Il cuore di Bellatrix si gonfiò ancora una volta d'orgoglio al pensiero che il suo Signore si fidasse di lei fino a questo punto. Adesso aveva davvero tutto quello che poteva desiderare: la vittoria dell'Oscuro Signore era così vicina che le sembrava di poterla toccare con mano, aveva la sua piena fiducia e il suo erede cresceva al sicuro nel suo ventre, pronto a servirlo fin dalla nascita.

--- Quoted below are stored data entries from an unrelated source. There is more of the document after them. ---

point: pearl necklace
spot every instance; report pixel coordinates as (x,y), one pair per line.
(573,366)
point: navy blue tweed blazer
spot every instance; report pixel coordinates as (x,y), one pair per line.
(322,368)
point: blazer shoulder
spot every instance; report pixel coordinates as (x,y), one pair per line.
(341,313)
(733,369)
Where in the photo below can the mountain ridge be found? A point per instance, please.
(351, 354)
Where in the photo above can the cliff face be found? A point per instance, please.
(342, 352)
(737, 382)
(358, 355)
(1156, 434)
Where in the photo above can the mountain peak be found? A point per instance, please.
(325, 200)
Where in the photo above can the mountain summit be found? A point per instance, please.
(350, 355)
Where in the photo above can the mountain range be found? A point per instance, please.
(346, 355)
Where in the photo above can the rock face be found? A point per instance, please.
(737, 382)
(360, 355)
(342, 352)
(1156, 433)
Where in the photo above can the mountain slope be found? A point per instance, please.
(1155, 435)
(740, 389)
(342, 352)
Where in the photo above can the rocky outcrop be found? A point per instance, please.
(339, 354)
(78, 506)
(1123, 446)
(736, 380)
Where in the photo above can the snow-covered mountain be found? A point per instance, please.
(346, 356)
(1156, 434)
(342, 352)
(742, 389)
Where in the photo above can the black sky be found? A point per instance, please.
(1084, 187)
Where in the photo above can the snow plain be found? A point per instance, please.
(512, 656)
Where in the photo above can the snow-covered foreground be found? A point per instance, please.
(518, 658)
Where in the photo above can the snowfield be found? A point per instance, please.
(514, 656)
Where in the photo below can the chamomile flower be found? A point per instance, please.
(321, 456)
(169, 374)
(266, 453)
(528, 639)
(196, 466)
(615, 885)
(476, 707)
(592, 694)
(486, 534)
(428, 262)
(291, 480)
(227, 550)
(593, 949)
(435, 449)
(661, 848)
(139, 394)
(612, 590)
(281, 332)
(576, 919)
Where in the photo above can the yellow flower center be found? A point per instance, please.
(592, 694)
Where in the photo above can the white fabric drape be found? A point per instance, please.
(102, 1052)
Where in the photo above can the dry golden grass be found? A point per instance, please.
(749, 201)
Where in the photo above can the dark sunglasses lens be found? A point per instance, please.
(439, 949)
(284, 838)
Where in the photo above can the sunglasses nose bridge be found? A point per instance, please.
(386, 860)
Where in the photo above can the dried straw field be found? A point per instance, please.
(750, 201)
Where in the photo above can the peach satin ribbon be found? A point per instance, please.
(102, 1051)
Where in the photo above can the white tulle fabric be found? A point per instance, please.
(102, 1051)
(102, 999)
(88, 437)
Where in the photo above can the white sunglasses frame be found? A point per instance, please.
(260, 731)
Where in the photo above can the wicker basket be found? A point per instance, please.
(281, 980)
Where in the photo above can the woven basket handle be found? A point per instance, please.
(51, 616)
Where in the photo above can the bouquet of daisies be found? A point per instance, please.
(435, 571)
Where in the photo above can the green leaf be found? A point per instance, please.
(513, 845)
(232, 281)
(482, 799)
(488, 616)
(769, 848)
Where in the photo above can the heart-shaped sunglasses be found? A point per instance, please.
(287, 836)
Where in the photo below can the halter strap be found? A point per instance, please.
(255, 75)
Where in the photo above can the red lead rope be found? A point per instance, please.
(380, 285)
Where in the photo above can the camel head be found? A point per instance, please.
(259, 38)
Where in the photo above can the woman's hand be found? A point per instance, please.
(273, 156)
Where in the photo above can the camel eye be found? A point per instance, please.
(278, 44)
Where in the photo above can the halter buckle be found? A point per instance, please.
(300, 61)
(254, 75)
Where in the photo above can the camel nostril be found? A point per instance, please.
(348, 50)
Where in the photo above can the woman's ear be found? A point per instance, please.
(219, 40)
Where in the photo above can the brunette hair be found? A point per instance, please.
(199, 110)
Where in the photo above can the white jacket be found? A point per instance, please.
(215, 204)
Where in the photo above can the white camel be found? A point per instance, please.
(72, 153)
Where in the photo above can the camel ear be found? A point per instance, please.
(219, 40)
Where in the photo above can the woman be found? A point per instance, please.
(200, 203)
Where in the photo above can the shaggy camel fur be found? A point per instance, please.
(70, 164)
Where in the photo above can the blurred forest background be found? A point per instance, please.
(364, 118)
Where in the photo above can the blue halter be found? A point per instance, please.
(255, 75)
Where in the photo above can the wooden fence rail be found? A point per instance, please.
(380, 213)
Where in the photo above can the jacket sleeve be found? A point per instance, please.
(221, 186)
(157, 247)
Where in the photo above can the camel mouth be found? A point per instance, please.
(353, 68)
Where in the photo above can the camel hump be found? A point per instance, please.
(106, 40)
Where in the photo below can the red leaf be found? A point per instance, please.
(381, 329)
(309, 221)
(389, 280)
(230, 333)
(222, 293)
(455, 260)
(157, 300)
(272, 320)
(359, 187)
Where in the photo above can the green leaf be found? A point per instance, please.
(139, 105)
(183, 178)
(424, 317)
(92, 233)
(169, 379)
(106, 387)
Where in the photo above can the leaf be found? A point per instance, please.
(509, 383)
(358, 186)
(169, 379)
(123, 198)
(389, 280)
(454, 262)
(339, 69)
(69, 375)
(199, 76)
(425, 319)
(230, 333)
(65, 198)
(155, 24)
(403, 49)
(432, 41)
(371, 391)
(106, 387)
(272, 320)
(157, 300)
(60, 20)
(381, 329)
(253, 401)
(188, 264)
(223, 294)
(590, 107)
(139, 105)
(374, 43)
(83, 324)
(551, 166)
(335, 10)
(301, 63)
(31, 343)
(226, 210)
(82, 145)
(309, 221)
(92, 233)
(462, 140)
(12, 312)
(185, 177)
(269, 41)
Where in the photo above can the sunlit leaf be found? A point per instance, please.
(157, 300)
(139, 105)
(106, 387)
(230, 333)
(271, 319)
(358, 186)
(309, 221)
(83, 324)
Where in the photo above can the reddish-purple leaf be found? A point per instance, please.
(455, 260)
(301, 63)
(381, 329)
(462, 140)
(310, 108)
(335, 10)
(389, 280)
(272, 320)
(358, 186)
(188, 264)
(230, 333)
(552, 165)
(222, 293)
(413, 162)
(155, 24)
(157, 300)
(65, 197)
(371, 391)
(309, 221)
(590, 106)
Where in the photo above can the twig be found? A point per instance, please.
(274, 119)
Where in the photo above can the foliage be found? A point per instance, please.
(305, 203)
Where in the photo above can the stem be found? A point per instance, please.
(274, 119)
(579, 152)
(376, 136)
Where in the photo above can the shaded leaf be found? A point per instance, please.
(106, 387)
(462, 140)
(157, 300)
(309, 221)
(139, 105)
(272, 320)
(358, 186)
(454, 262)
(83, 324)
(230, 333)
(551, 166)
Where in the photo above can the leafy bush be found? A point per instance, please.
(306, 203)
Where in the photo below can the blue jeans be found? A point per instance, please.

Avrebbe adempito ancora una volta al suo dovere, Bella, e avrebbe atteso trepidante il giorno in cui egli avrebbe finalmente avuto il mondo intero nel palmo della sua mano.
Fino alla morte avrebbe atteso il suo Signore, Bellatrix, e poi avrebbe cessato di farlo.
La fetida morte era proprio l'unico posto in cui non avrebbe mai voluto essere raggiunta.